Il est donc déjà possible d’acquérir en quelques clics des parts d’actifs immobiliers avec un capital de départ de quelques euros en toute sécurité.

Un point d’attention existe cependant : il faut en effet se méfier de cette possibilité que la technologie offre car elle permettra de rendre par ailleurs bien plus volatile ce marché immobilier. Cela peut tendre à décorréler le prix du bien sur le marché de l’investissement, de sa valeur intrinsèque.
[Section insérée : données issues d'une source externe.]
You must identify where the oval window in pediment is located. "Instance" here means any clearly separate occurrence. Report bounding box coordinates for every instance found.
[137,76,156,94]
La pratique reste à ce jour particulièrement cadrée [3] et le stade de développement actuel implique une liquidité contrôlée. [4]

La blockchain : potentiel facilitateur de l'investissement immobilier sécurisé, accessible et rapide

Sommes-nous prêts ?

La blockchain nous réserve de belles promesses dans le secteur immobilier : gain de temps de transaction, diminution des coûts, démocratisation de l’acquisition immobilière, décentralisation de l’information.

Néanmoins, les obstacles sont à la hauteur des promesses : résistance au changement de l’écosystème de l’investissement immobilier, barrière des coûts d’investissement (la blockchain est une technologie particulièrement énergivore, ce qui donne lieu à des réflexions poussées pour dépasser cette contrainte, par exemple via les recherches réalisées sur la « green blockchain »).

Comme l’ensemble des innovations liées à la révolution numérique, la blockchain est une source potentielle de progrès mais complexifie l’approche des projets futurs.

Cette complexité rend ainsi nécessaire une étude approfondie des risques et des opportunités de l’adoption de cette innovation. L’expertise sectorielle en immobilier et l’expertise technologique dans la blockchain permet à Wavestone d’accompagner ses clients dans ces problématiques sur des approches d’aide à la décision, d’études d’opportunités, d’études de marché, d’accompagnement à la mise en œuvre de cas d’usages et d’actualisation de plans d’affaires.

Notes

[1] SCPI / OPCI : Société Civile de Placement Immobilier / Organisme de Placement Collectif Immobilier

[2] Les mineurs sont les acteurs qui constituent un réseau blockchain

[3] Encadrement par la loi PACTE (n° 2019-486 du 22 mai 2019) des levées de fonds par émission de jetons (Initial Coin Offering ou ICO).

[4] Si l’immobilier titrisé existe déjà sans blockchain, les caractéristiques de cette technologie sont parfaitement adaptées à une titrisation. Elle permet de sécuriser plus amplement un investissement et pourrait ainsi créer une tendance significative dans la finance immobilière de la prochaine décennie.